Dollar direction dilemma

If the Australian dollar hits Credit Suisse's predicted US 75 cents it will be good for the non-mining economy, but investors may be hoping the currency reverses its course.

Credit Suisse’s global head of foreign exchange, commodities and Asian strategy, the London-based Ric Deverell thinks a fall in the Australian dollar to 75 US cents spells good news for the local economy. But the stock market may not like such a sharp deterioration in the value of the local currency. It would mean a 17% fall from 90.68 US cents as of 0855 AEST, according to Bloomberg data.

As Deverell’s Sydney-based colleague Damien Boey says, the Australian dollar is a proxy for global growth. If the Australian dollar slumps along the lines of Deverell’s forecast, global growth, particularly in China, will retreat dramatically along with commodity prices. That may perhaps accelerate a fall in the Australian dollar beyond the Deverell forecast. Foreign investors may pull even more money for an economy they see as highly leveraged to commodity markets as the value of their Australian assets plummet.

Deverell is sanguine about such a scenario. He says a fall in the Australian dollar is just what is needed for the non-mining sector of the economy. But since April 11 when the Australian dollar was trading at $US1.0545, the stock market has dropped 3.3%. In the meantime US bond yields have risen, not a helpful factor for any equity market. In London on Friday, trading BHP and Rio Tinto shares fell by 3.6% and 4.4% respectively despite the Tianjin iron ore spot price rising a seventh consecutive day to $US122.60 a tonne.

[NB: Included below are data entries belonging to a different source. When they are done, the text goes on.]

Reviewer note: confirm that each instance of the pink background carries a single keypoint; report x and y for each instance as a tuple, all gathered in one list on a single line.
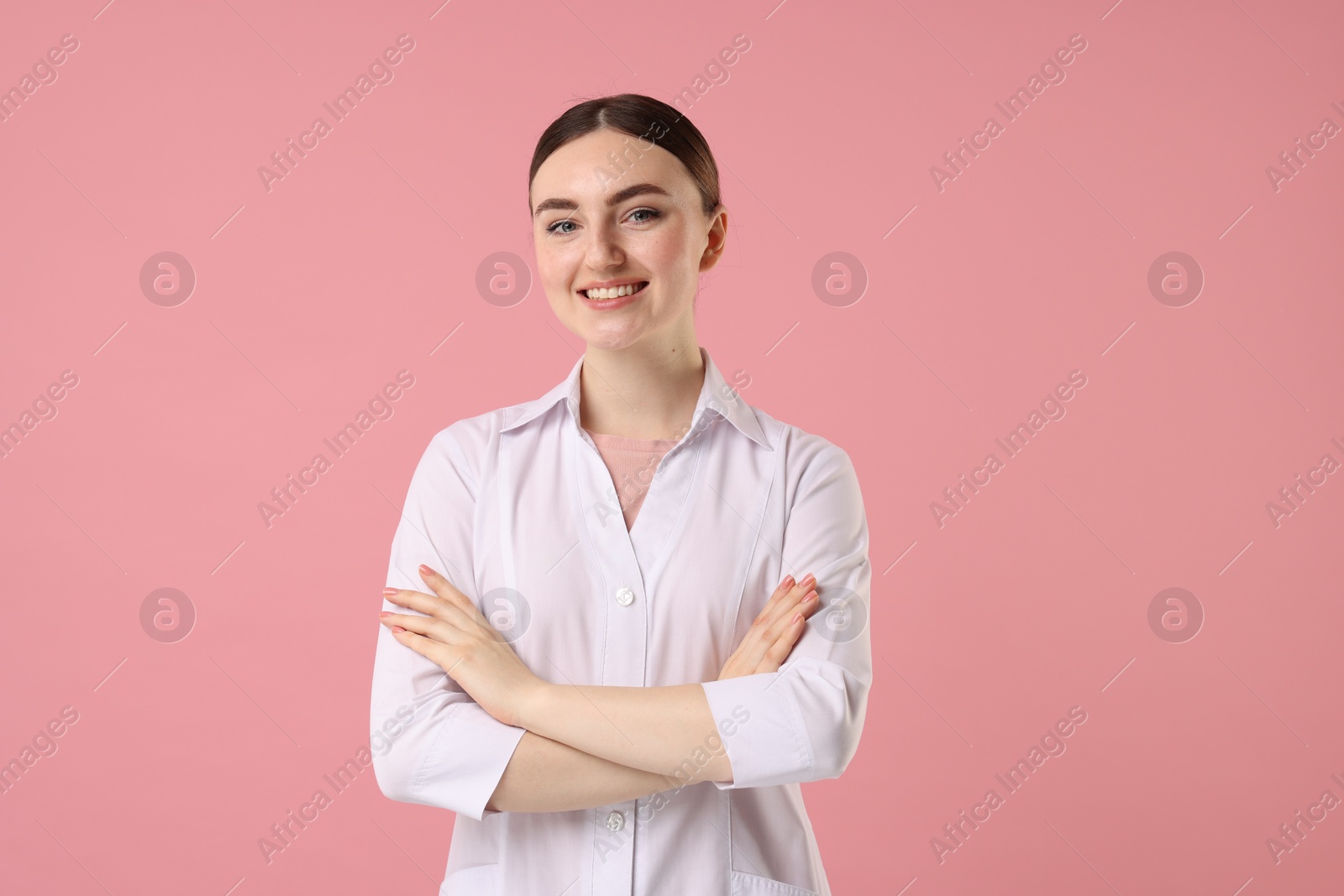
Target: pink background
[(1032, 264)]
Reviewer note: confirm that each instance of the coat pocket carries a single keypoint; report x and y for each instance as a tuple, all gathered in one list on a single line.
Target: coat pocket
[(479, 880), (745, 884)]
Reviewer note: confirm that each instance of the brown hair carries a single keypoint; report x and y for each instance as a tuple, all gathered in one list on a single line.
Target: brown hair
[(643, 117)]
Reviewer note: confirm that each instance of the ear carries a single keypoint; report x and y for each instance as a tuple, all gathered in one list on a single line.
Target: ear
[(717, 238)]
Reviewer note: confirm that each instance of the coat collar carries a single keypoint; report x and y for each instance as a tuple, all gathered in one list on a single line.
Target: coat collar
[(717, 396)]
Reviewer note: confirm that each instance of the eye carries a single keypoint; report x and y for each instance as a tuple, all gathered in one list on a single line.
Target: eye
[(561, 223)]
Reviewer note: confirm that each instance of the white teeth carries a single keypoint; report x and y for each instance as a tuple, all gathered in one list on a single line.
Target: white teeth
[(615, 291)]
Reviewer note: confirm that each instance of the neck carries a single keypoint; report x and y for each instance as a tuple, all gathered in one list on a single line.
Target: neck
[(640, 392)]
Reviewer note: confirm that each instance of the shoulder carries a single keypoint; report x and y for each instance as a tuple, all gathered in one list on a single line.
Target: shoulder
[(800, 449), (465, 443), (808, 463)]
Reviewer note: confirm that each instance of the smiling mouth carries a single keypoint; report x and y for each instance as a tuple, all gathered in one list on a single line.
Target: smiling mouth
[(613, 291)]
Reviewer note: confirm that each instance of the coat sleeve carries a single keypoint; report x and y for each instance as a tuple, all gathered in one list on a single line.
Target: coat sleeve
[(803, 721), (432, 743)]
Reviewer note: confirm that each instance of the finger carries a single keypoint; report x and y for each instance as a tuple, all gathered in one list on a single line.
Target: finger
[(428, 626), (806, 605), (764, 637), (445, 589), (788, 637), (441, 654), (430, 605), (783, 602)]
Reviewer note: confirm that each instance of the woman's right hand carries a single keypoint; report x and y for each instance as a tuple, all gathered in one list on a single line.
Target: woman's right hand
[(774, 631)]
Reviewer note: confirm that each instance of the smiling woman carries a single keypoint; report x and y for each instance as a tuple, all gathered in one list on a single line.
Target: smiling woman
[(647, 726)]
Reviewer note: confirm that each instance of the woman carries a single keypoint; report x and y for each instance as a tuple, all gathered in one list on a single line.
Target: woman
[(613, 688)]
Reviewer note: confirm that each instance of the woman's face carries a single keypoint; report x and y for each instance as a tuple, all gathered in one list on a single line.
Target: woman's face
[(636, 226)]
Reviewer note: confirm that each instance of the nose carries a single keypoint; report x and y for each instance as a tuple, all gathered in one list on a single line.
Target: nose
[(604, 248)]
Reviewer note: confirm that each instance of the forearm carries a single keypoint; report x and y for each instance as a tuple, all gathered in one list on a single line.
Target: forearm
[(667, 731), (548, 775)]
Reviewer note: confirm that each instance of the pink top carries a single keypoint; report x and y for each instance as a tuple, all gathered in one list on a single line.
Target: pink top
[(632, 464)]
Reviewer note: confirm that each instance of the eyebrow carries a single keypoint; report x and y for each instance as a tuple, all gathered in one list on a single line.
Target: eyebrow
[(615, 199)]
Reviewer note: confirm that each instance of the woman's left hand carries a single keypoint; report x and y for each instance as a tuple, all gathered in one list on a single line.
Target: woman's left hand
[(465, 645)]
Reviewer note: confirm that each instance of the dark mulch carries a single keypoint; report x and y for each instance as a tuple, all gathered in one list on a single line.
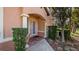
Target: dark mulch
[(34, 40), (70, 43)]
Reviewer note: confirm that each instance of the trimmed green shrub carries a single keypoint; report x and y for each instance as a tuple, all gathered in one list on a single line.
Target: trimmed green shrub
[(52, 32), (19, 40)]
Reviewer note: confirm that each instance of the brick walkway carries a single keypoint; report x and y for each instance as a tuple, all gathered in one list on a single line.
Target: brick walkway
[(41, 45)]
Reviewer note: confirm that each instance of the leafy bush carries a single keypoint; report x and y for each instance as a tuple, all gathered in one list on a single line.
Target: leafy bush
[(52, 32), (67, 34), (19, 35)]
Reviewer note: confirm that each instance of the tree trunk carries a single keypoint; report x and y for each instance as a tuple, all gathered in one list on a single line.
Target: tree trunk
[(63, 40)]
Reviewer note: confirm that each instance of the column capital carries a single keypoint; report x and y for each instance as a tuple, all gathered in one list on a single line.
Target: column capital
[(25, 15)]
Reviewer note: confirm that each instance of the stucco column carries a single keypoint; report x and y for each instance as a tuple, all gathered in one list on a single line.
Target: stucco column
[(45, 33), (25, 20), (25, 25), (1, 23)]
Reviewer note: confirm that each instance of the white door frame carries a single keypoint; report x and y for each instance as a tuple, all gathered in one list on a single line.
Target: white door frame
[(1, 23), (31, 27)]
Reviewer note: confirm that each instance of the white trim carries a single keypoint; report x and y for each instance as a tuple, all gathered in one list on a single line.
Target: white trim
[(45, 32), (1, 23), (36, 28), (6, 40)]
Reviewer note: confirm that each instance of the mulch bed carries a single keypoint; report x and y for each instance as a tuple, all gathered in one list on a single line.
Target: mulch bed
[(70, 45), (34, 40)]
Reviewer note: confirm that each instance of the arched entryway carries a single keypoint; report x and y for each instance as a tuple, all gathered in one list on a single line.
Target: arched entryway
[(36, 25)]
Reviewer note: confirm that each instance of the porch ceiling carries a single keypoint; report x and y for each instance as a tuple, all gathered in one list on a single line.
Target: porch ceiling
[(37, 16)]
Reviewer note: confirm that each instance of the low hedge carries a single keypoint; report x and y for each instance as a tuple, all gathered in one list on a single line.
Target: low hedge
[(52, 32), (19, 40)]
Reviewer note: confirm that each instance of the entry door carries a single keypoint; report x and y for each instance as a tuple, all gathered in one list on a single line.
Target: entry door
[(34, 28)]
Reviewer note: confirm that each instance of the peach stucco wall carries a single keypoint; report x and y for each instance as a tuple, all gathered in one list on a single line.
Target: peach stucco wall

If the stock market is to show sustained gains it may need the Australian dollar to reverse course (see Adam Carr's Can Australia avoid a confidence death spiral?). The local currency will only do that if commodity prices rise. This may prompt foreign investors to return to buying Australian dollar assets in the belief the global economy is recovering. In the end a rising Australian dollar may mean there is more confidence in the local economy and the stock market rather than a falling currency that creates more uncertainty and nervousness among investors.